Stephania Bell Talks Sport Injuries

ESPN Injury Analyst and Physical Therapist, Stephania Bell recently met with Dr. James Andrews to discuss the STOP Sports Injuries campaign. You can find her interview here and the video here at ESPN.

To publicize the inaugural phase of the campaign, Dr. Andrews took to the road with two highly visible spokespeople: one approaching the twilight of his athletic career, John Smoltz, and the other, Bradford, just embarking on his professional path.

Stephania explains that the most common injuries in younger athletes are ACL injuries in the lower extremity and injuries to the elbow in throwing athletes. The campaign is working to raise awareness of those injuries that are preventable and not simply accidents. Overuse injures comprise a large portion of injuries in young athletes whose bodies may not be fully adapted to the demands of year-round sports.
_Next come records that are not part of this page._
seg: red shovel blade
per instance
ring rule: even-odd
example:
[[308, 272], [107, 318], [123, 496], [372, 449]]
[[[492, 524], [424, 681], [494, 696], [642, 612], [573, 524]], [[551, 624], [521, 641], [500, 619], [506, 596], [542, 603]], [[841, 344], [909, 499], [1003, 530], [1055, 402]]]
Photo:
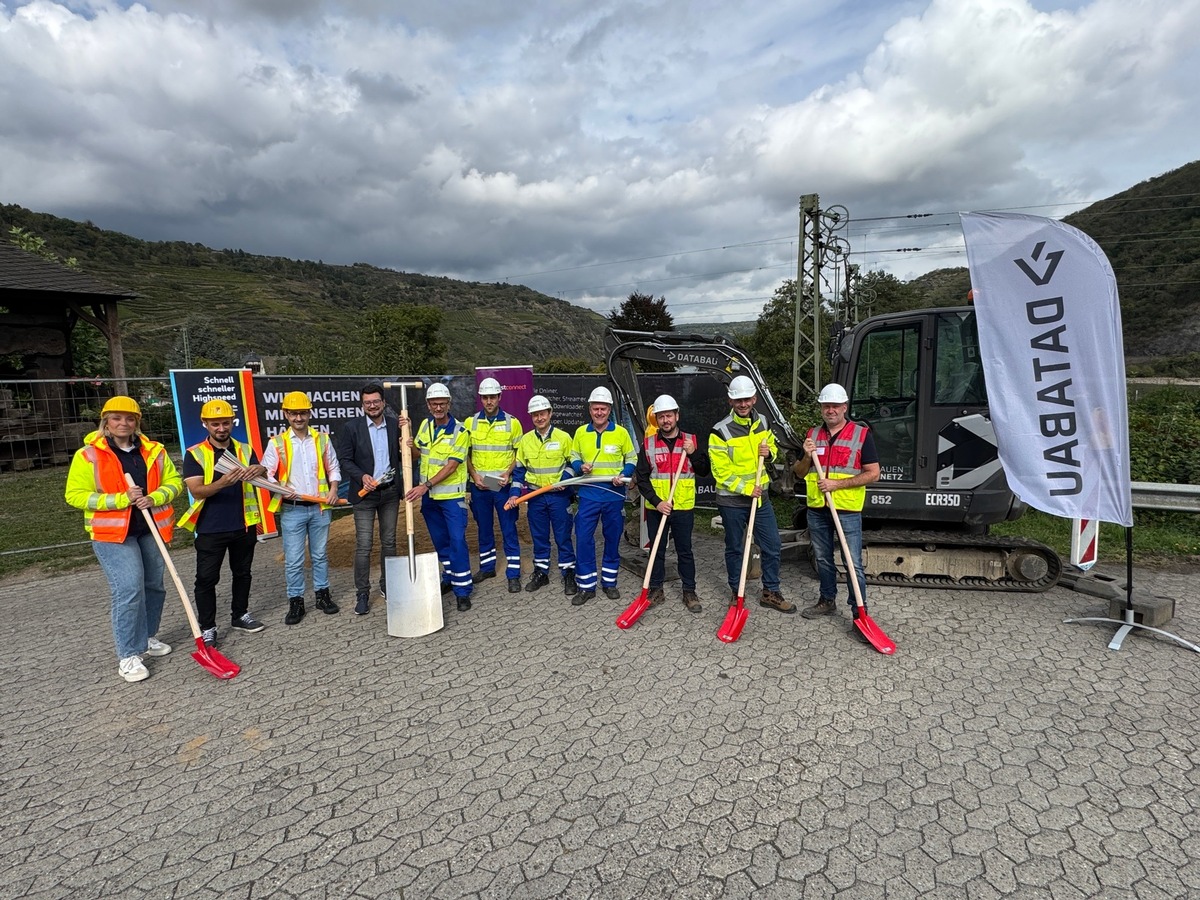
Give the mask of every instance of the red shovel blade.
[[205, 644], [202, 637], [196, 638], [196, 652], [192, 654], [192, 659], [218, 678], [233, 678], [242, 671], [242, 667], [233, 660], [226, 659], [217, 650]]
[[729, 612], [725, 613], [725, 621], [717, 629], [717, 637], [726, 644], [732, 644], [742, 636], [742, 629], [746, 626], [746, 618], [749, 615], [745, 598], [738, 597], [737, 603], [730, 604]]
[[854, 620], [854, 627], [870, 641], [872, 647], [885, 656], [891, 656], [896, 652], [896, 642], [883, 633], [883, 629], [875, 624], [875, 621], [867, 615], [866, 610], [858, 614], [858, 618]]
[[642, 613], [650, 608], [650, 589], [642, 588], [637, 599], [625, 608], [625, 612], [617, 617], [618, 628], [632, 628], [633, 623], [642, 617]]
It’s estimated that up to 500,000 injuries could be prevented each year in just the high school population!

As Andrews so emphatically exclaims, “I’m not against sports, believe me! But we’ve got to let kids go back to having fun. We talk about playing a sport, it should be ‘playing’ a sport.”

Check out the campaign’s website for more information.¬†http://www.stopsportsinjuries.org/

2 Replies to “Stephania Bell Talks Sport Injuries”
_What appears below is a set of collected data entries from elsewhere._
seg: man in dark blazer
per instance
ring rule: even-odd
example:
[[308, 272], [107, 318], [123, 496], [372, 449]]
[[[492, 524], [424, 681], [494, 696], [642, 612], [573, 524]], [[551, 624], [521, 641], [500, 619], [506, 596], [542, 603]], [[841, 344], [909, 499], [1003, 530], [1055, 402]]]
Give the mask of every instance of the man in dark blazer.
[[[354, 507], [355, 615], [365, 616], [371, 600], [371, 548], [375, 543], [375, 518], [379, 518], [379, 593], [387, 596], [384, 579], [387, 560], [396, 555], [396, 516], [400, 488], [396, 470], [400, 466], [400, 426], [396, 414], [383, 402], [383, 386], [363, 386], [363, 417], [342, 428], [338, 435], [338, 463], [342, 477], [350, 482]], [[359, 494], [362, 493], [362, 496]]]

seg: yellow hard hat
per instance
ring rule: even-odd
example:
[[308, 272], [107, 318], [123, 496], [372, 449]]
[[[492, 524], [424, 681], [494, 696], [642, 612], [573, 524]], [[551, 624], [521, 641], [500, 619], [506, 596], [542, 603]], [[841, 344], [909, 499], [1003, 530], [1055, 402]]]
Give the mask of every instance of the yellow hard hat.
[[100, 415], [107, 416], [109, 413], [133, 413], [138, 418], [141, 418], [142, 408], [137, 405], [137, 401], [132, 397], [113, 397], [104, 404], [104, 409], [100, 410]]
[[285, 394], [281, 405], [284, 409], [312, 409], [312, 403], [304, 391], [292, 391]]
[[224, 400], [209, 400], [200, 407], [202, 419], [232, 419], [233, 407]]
  1. A worthy program. I supervised a student poster at CSM in 2000 on exactly this issue – preventing sports injuries in ‘younger athletes’. This is also addressed in my chapter in the book: Ergonomics for Children. Children treated like adults by coaches who have little to no knowledge of the development and growth of the body are the source of many injuries. Raising awareness among parents and therapists is worthwhile, but coaches and PE teachers are the decision-makers for children and teens. Thanks for this, Eric.

  2. Why is it that the STOP website makes no mention of PTs under the Find a Specialist link? And the article makes no mention of Bell as a PT unless you clink on her bio link. Hmm.